Senator LANGER. You said you had some other suggestions. What were they?

Mr. NEEB. I have one other suggestion in relation to this, and I might explain it this way: The stopping of the importation of drugs with the customs officers and the narcotics officers is a tremendously difficult problem. The only way you can do it is the way we stopped the cocaine problem.

You don't have a cocaine addiction problem in America today, and the reason is very simple: They smashed up all the factories down in Central America and Peru where they were making it, and they did it with the fine cooperation of those governments.

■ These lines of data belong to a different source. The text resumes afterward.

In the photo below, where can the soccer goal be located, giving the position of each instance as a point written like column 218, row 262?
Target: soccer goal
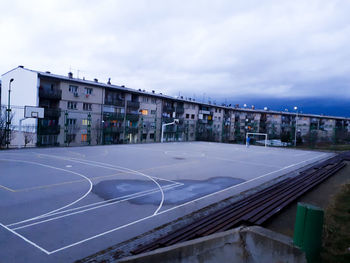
column 256, row 138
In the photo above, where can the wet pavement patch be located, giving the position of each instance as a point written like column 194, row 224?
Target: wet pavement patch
column 190, row 190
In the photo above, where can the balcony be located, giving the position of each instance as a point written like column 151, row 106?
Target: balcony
column 167, row 119
column 118, row 103
column 113, row 116
column 50, row 94
column 48, row 130
column 113, row 129
column 132, row 117
column 204, row 112
column 180, row 129
column 52, row 113
column 133, row 104
column 168, row 109
column 131, row 130
column 180, row 110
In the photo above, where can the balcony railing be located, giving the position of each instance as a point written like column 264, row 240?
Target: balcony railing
column 180, row 110
column 132, row 117
column 113, row 116
column 118, row 103
column 47, row 130
column 52, row 113
column 168, row 108
column 167, row 119
column 133, row 104
column 50, row 94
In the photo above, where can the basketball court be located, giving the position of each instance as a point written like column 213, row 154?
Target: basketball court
column 63, row 204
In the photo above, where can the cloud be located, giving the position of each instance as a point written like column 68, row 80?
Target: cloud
column 224, row 48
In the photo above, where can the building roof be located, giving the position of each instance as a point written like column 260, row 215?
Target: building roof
column 179, row 99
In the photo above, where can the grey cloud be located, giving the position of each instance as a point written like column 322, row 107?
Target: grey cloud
column 235, row 48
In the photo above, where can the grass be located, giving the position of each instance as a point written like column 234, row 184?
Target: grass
column 336, row 238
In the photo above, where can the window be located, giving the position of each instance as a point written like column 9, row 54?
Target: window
column 88, row 91
column 71, row 138
column 73, row 88
column 144, row 112
column 72, row 105
column 84, row 137
column 86, row 122
column 87, row 106
column 71, row 121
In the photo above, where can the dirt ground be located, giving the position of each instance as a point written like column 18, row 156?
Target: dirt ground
column 332, row 195
column 320, row 196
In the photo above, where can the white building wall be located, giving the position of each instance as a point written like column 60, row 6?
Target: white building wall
column 24, row 92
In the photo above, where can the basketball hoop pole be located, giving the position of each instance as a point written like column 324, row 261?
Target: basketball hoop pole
column 20, row 132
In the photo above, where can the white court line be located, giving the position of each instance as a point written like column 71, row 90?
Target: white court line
column 26, row 239
column 115, row 168
column 175, row 207
column 103, row 165
column 244, row 162
column 98, row 205
column 120, row 169
column 60, row 169
column 89, row 209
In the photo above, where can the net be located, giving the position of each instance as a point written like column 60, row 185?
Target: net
column 259, row 139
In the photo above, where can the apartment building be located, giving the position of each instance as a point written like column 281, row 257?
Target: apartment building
column 84, row 112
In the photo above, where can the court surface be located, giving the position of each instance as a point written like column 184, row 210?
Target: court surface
column 62, row 204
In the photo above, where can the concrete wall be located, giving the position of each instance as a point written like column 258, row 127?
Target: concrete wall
column 96, row 99
column 250, row 245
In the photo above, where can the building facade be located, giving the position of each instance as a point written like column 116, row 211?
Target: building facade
column 83, row 112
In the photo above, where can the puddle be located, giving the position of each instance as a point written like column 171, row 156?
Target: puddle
column 190, row 190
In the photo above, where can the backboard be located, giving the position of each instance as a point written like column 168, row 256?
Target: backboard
column 33, row 112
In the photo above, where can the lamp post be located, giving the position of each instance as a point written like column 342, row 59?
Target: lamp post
column 296, row 123
column 8, row 122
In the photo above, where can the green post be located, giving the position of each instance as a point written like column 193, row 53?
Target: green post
column 308, row 230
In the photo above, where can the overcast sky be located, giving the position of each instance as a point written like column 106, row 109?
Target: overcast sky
column 230, row 48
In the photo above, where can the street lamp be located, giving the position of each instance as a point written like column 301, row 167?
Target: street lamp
column 296, row 123
column 8, row 122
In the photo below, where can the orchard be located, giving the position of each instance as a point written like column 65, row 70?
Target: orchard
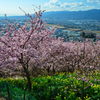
column 23, row 49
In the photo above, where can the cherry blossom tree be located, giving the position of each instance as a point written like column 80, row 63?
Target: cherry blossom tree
column 20, row 46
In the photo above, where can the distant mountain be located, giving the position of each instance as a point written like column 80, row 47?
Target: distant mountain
column 93, row 14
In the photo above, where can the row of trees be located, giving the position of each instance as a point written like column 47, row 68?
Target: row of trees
column 22, row 49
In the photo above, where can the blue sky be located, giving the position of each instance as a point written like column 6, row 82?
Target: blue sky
column 11, row 7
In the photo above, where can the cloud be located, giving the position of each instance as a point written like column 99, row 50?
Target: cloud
column 91, row 1
column 52, row 3
column 55, row 3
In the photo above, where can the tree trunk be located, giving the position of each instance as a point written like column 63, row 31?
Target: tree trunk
column 28, row 78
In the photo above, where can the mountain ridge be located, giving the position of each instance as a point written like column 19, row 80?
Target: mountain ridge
column 93, row 14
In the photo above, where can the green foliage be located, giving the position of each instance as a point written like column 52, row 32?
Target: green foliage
column 15, row 93
column 63, row 86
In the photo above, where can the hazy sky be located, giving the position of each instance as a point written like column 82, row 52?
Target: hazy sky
column 11, row 7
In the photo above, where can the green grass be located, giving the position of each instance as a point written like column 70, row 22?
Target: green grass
column 61, row 87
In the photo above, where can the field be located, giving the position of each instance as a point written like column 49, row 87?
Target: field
column 63, row 86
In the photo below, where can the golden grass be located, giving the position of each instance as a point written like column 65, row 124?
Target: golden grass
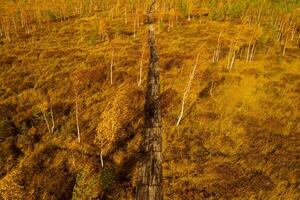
column 237, row 140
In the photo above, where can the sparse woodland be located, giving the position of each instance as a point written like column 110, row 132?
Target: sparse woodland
column 73, row 82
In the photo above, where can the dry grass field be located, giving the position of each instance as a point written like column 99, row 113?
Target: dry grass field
column 239, row 137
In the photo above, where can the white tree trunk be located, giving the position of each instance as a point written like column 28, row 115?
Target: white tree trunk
column 187, row 90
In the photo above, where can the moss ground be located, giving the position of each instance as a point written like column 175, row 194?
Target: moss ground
column 239, row 137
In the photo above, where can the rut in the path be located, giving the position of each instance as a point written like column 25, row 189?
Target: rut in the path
column 150, row 178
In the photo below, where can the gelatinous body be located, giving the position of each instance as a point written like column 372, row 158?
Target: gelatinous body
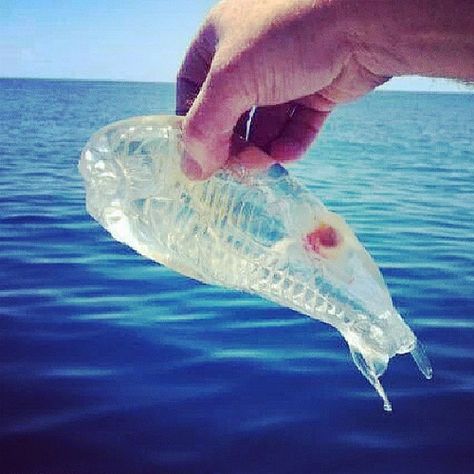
column 259, row 232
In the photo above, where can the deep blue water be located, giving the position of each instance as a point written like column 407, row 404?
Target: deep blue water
column 113, row 364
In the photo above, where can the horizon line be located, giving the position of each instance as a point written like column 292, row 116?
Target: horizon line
column 147, row 81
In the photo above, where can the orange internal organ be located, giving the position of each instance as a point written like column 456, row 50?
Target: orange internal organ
column 324, row 237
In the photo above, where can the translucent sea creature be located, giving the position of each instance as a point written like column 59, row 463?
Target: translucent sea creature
column 259, row 231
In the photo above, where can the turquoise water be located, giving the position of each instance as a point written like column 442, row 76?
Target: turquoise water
column 113, row 364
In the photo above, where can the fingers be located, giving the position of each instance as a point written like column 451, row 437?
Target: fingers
column 194, row 69
column 209, row 125
column 298, row 134
column 286, row 131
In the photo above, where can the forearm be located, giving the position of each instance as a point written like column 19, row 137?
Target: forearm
column 426, row 37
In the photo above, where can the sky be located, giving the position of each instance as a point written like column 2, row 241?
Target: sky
column 141, row 40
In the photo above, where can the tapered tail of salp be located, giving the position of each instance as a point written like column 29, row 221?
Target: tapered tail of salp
column 372, row 366
column 421, row 359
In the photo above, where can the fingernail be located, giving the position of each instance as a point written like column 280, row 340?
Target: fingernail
column 191, row 168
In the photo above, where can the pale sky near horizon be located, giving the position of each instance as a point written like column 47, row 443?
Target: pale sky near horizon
column 142, row 40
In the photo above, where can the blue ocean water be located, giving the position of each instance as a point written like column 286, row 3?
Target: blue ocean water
column 113, row 364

Now, our suggestion is this: We are sending, spending millions and billions of dollars in aid every year to other countries, and I would suggest that the Congress of this country seriously consider refusing to grant any aid whatsoever to any nation which will not enter into a workable agreement to stop the export of opium and its derivatives from that country.

We recently sent a great deal of money to Yugoslavia. They export four times as much opium out of Yugoslavia, according to our information, as they need to grow for any medicinal purposes. Of course, it is proper to grow opium to make morphine and things of that sort, but they are growing a lot more of it than is necessary.

One of our friendly countries is Turkey. But you can buy narcotics, I understand, in Turkey about as easy as you can buy tobacco. Those countries are not carrying their weight when it comes to stopping the export from their own country of the basis of heroin, within which is the black substance that comes out of the opium poppy. And I think the Congress could very well give serious consideration to at least saying or proposing that we stop aid to countries that do not aid us in this terrible problem.